The Philippines.- In the Philippines, tilapia is considered an important aquaculture species favored for its appealing taste and affordable price. “Genetically Improved Farmed Tilapia” or simply GIFT is one of the best cultured tilapia species. It has higher aquaculture yield due to its rapid growth and higher survival rates.
However, production of this species declined because of its low reproductive performance. As such, there is a need to optimize and improve the current culture strategies to promote the improved potentials of GIFT.
The Philippine Council for Agriculture, Aquatic and Natural Resources Research and Development of the Department of Science and Technology (DOST-PCAARRD) approved a project that aimed to address this concern during its Directors’ Council Meeting held on April 17, 2018.
The project is titled “Enhanced Aquaculture System for Genetically Improved Farmed Tilapia (GIFT) Strain Towards Improved Reproductive Performance of Broodstock and Sustainable Supply of Quality Fry and Fingerlings.”
To be led by Precious Dee L. Herbalega of Laguna State Polytechnic University (LSPU), Los Baños, Laguna, the project aims to develop an enhanced culture system for GIFT towards improved reproductive performance of broodstock and sustainable supply of quality fry and fingerlings.
An enriched diet for broodstock, fry, and fingerlings using non-conventional materials will be developed under the project. This enriched diet is expected to promote improved immune response, growth, survival, and reproductive performance.
The project will also develop an improved culture management system for broodstock, fry and fingerlings.
An inception meeting was conducted by PCAARRD-Inland Aquatic Resources Research Division (IARRD) for the project on August 3, 2018.
Dr.
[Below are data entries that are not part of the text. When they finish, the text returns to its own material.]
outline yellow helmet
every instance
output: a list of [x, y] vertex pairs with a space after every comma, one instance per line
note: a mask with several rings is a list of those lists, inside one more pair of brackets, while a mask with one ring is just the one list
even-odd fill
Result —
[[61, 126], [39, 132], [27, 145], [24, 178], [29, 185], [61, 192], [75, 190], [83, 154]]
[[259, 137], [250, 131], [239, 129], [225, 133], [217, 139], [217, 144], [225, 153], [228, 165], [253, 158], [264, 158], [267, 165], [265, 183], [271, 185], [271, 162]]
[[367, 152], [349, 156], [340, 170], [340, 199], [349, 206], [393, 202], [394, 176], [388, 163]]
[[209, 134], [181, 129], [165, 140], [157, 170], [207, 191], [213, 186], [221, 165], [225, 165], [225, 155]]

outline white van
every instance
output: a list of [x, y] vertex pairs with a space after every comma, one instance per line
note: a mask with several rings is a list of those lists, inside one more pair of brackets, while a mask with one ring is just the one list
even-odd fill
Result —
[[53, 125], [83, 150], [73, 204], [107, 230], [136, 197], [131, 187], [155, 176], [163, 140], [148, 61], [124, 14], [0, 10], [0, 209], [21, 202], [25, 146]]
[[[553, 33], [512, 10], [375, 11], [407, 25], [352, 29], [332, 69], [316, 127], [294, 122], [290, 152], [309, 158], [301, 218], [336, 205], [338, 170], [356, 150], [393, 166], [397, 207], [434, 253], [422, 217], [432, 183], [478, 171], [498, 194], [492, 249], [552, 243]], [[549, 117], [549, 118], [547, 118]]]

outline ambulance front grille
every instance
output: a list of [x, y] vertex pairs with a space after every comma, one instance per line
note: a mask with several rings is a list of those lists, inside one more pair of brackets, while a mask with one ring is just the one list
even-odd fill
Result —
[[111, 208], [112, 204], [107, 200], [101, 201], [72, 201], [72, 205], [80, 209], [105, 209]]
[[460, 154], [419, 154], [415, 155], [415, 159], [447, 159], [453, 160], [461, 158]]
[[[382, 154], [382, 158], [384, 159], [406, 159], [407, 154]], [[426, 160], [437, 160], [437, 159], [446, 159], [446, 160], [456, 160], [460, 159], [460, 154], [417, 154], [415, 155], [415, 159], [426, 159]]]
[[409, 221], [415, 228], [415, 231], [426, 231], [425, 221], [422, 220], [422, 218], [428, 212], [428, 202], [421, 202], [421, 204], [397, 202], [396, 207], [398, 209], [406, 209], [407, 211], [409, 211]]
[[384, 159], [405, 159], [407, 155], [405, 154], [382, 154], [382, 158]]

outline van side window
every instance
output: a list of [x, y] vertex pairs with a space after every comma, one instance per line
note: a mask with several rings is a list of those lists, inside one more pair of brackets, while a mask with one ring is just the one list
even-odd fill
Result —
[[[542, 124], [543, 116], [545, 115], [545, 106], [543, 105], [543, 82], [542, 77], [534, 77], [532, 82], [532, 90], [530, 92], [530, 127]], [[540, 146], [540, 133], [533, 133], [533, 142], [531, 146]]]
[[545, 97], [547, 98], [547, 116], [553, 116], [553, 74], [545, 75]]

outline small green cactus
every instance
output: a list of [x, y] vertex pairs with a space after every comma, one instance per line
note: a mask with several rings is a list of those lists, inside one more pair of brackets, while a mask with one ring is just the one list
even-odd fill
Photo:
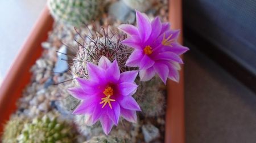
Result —
[[102, 0], [48, 0], [47, 4], [56, 20], [79, 26], [98, 17], [102, 2]]
[[[135, 95], [142, 112], [145, 116], [156, 116], [164, 114], [165, 86], [160, 78], [155, 76], [143, 83]], [[140, 85], [141, 86], [141, 85]]]
[[122, 138], [122, 137], [117, 137], [114, 136], [106, 136], [102, 135], [100, 136], [96, 136], [92, 138], [90, 140], [85, 142], [84, 143], [127, 143], [130, 142], [128, 140]]
[[12, 116], [5, 125], [2, 136], [2, 143], [18, 142], [17, 138], [27, 122], [27, 120], [24, 118], [17, 115]]
[[18, 140], [19, 143], [73, 142], [70, 124], [47, 115], [27, 123]]

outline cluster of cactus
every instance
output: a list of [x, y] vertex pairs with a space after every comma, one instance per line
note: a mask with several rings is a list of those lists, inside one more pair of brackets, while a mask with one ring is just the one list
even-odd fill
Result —
[[105, 135], [96, 136], [92, 138], [90, 140], [85, 142], [84, 143], [127, 143], [130, 142], [126, 138], [122, 138], [122, 137], [115, 136], [106, 136]]
[[3, 143], [73, 142], [75, 133], [70, 124], [51, 112], [32, 119], [12, 117], [5, 126]]
[[20, 143], [72, 142], [75, 136], [70, 124], [46, 115], [24, 124], [18, 140]]
[[98, 17], [102, 2], [102, 0], [48, 0], [47, 3], [56, 20], [79, 26]]
[[164, 114], [165, 86], [158, 76], [142, 82], [134, 96], [145, 116], [156, 116]]
[[18, 137], [20, 135], [23, 129], [24, 124], [28, 120], [17, 115], [11, 117], [6, 123], [2, 136], [2, 142], [14, 143], [18, 142]]

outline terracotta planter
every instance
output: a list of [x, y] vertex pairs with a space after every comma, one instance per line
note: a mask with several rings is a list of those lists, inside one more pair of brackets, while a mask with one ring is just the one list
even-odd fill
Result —
[[[170, 10], [172, 28], [181, 29], [181, 1], [170, 1]], [[48, 10], [45, 8], [3, 80], [0, 88], [0, 132], [2, 132], [3, 124], [15, 110], [16, 102], [22, 90], [30, 82], [29, 71], [41, 55], [41, 43], [46, 40], [53, 23]], [[182, 42], [182, 34], [179, 40]], [[185, 142], [183, 84], [183, 70], [179, 84], [168, 81], [165, 142]]]

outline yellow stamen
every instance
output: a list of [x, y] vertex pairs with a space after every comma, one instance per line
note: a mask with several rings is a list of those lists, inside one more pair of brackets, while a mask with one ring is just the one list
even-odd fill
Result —
[[113, 96], [113, 88], [112, 88], [110, 86], [108, 86], [108, 88], [106, 88], [106, 89], [105, 89], [104, 92], [103, 92], [103, 93], [104, 93], [104, 94], [106, 96]]
[[106, 97], [101, 98], [102, 100], [100, 104], [103, 104], [102, 107], [101, 108], [104, 108], [105, 106], [106, 106], [106, 103], [109, 103], [109, 107], [110, 109], [112, 109], [112, 105], [111, 105], [110, 101], [115, 101], [115, 99], [110, 99], [110, 95]]
[[175, 40], [174, 38], [172, 38], [171, 37], [172, 36], [172, 34], [170, 34], [169, 37], [168, 37], [167, 38], [166, 38], [166, 33], [164, 34], [164, 37], [163, 38], [163, 41], [162, 41], [162, 45], [164, 46], [169, 46], [171, 47], [172, 47], [172, 45], [171, 45], [172, 43], [175, 41]]
[[152, 54], [152, 47], [150, 46], [146, 46], [143, 49], [144, 53], [147, 55]]
[[110, 101], [115, 101], [115, 99], [110, 99], [110, 97], [113, 94], [113, 88], [110, 86], [108, 86], [108, 88], [105, 89], [103, 93], [106, 96], [106, 97], [102, 98], [101, 99], [102, 101], [100, 102], [100, 104], [104, 103], [102, 108], [104, 108], [105, 106], [106, 106], [106, 105], [108, 103], [110, 109], [112, 109], [112, 105], [111, 105]]

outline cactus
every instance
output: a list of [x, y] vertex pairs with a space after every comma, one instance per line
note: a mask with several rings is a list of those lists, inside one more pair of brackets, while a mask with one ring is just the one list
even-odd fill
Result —
[[56, 20], [79, 26], [99, 16], [102, 2], [102, 0], [48, 0], [47, 4]]
[[130, 142], [127, 139], [122, 138], [122, 137], [115, 137], [115, 136], [106, 136], [102, 135], [100, 136], [96, 136], [89, 141], [85, 142], [84, 143], [97, 143], [97, 142], [104, 142], [104, 143], [126, 143]]
[[24, 124], [18, 140], [19, 143], [73, 142], [74, 138], [70, 124], [46, 115]]
[[18, 142], [17, 138], [22, 132], [24, 124], [27, 120], [17, 115], [11, 118], [5, 125], [2, 142], [3, 143], [15, 143]]
[[150, 8], [153, 0], [123, 0], [130, 8], [144, 12]]
[[89, 116], [84, 115], [75, 115], [75, 123], [77, 125], [78, 131], [87, 138], [90, 138], [94, 136], [103, 134], [103, 131], [100, 122], [92, 125], [88, 122]]
[[142, 114], [145, 116], [156, 116], [164, 114], [166, 105], [165, 86], [160, 78], [155, 76], [146, 83], [142, 82], [134, 96]]
[[77, 55], [73, 59], [73, 66], [71, 67], [75, 77], [88, 77], [86, 63], [91, 62], [97, 64], [102, 55], [112, 62], [117, 59], [121, 72], [136, 69], [125, 66], [125, 62], [131, 54], [132, 50], [119, 43], [125, 37], [124, 35], [116, 34], [109, 36], [108, 33], [105, 33], [105, 31], [98, 34], [98, 37], [93, 37], [93, 40], [92, 40], [90, 44], [80, 46]]

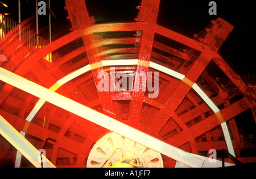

Dalisay DG. Fernandez, IARRD Director, and PCAARRD Industry Strategic S&T Program (ISP) Manager for Tilapia Dr. Norida P. Samson led the meeting.
The meeting served as the venue for levelling of expectations, briefing on the guidelines for technical and financial monitoring, project mechanics, required documents, and other obligations of the proponent under the PCAARRD/DOST-Grants in Aid (DOST-GIA) funded programs/projects, among other concerns.
The participants were also encouraged to submit quality R&D proposals for PCAARRD funding.